I am very confused about the following:
whenever I put in into wolfram alpha the answer it gives me is "indeterminate", is it not possible to simplify fractional exponents or something? if the exponent is 2/6 can i simplify it to 1/3 and get -1 as the answer? Provided I'm working with real numbers.
What I put in wolfram alpha was "(-1)^(1/3) real numbers" to which it answered "-1", then when I tried "(-1)^(2/6) real numbers" it answered "indeterminate".
On
The usual definition (used in high schools) of $x^{a/b}$ is $\sqrt[b]{x^a}$. Therefore, your expression $(-1)^{2/6}$ could mean either:
$$(-1)^{2/6}=\sqrt[6]{(-1)^2}=\sqrt[6]{1}=1$$ or $$(-1)^{2/6}=(-1)^{1/3}=\sqrt[3]{(-1)^1}=\sqrt[3]{-1}=-1$$
That seems pretty indeterminate to me!
You could complain that it is obvious that the fraction $2/6$ should be simplified before applying the definition of a rational power, but it apparently is not obvious to Wolfram Alpha. Wolfram does not know you or your particular definition, it could be argued that Wolfram took the correct approach.
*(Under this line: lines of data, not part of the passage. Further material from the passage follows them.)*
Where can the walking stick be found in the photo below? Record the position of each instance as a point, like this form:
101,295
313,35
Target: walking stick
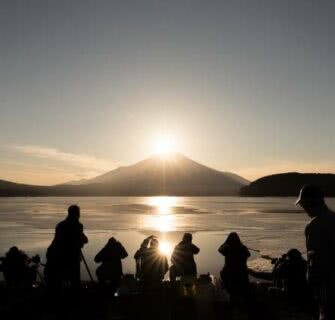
86,265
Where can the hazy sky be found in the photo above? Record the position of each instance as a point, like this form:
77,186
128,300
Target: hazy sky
243,86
I figured it out, apparently wolfram first takes the 6th root of -1 and since (-1)^(1/6) is indeterminate since we're dealing with real numbers and can't take an even root of a negative number, it says "indeterminate".
Also, Rory's first solution is absolutely wrong (unless he corrects if when you see this), because we can't take a root of a real negative number raised to a power greater than 1, if what he wrote were true I can then prove that -1 = 1 like so: -1 = (-1)^(1/3) = (-1)^(2/6) = (1)^(1/6) = 1.